If we now look specifically at \(c=K=0\) we find,

\[\begin{align*} J=&\left( \begin{array}{cc} -r & r\\ \phi & 0 \end{array} \right) \end{align*}\]

Here we have \(T=-r<0\) and \(D=-r\phi<0\), meaning this equilibrium is always unstable. For the full equilibrium, since we know that \(K=(\phi/\theta)^{3/2}\), this simplifies to,

\[\begin{align*} J=&\left( \begin{array}{cc} -r & r\\ \frac{1}{3}\phi & -\phi \end{array} \right) \end{align*}\]

We therefore have, \(T=-r-\phi<0\) and \(D=\frac{2}{3}r\phi>0\), meaning the equilibrium is always stable. Together, then, these results suggest that the tumour will always grow to a fixed size and ,even with very low growth, low stimulation and high inhibition, the tumour will not be removed.

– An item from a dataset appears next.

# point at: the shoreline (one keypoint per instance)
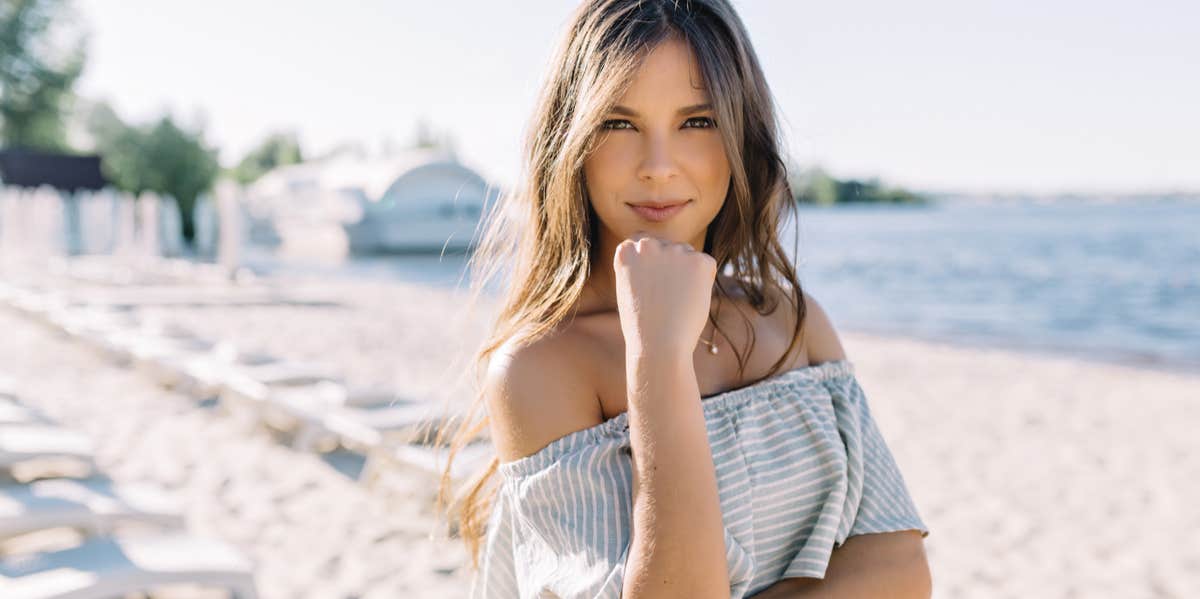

We can explore the behaviour further through plotting the phase portrait. As ever, we need to find the nullclines, determine the qualitative direction of flow, and sketch some trajectories.

Have a go

Sketch the two qualitatively different phase portraits.

Click for solution
Sketch of phase portrait for the cancer model.

Treatment#

There are many ways to treat cancer, most commonly through forms of chemotherapy and radiotherapy. Suppose we administered an anti-angiogenic drug, that reduces the carrying capacity of the tumour by limiting the blood supply. We will take a simple assumption that the drug causes a constant per-capita reduction in the carrying capacity (in reality it would be rather more complicated than this). We can model this by updating the second equation to include an additional mortality term, \(\mu\),

(64)#\[\begin{equation} \frac{dK}{dt}=\phi c - \theta Kc^{2/3}-\mu K. \end{equation}\]

After a few lines of working we can find that this changes the equilibrium values to be,

(65)#\[\begin{equation} c^*=K^*=\left(\frac{\phi-\mu}{\theta}\right)^{3/2}. \end{equation}\]

Similarly the Jacobian changes to,

\[\begin{align*} J=&\left( \begin{array}{cc} -r & r\\ \phi-\frac{2}{3}\theta K^{2/3} & -\theta K^{2/3}-\mu \end{array} \right) \end{align*}\]

and after substituting in the equilibrium yields,

\[\begin{align*} J=&\left( \begin{array}{cc} -r & r\\ \frac{1}{3}\phi+\frac{2}{3}\mu & -\phi \end{array} \right) \end{align*}\]

As before we have \(T=-r-\phi<0\), but we now have \(D=r\frac{2}{3}[\phi-\mu]\). It is now clear that if we can give a high enough treatment we can completely kill the tumour. We can also demonstrate this by re-plotting the phase portrait.

3 key points#

  1. This model of cancer growth looks a lot like the logistic model, but with the carrying capacity also dynamic.

  2. Without treatment a tumour will always grow to fill its space.

  3. With treatment, the tumour can be eradicated provided the effect is strong enough.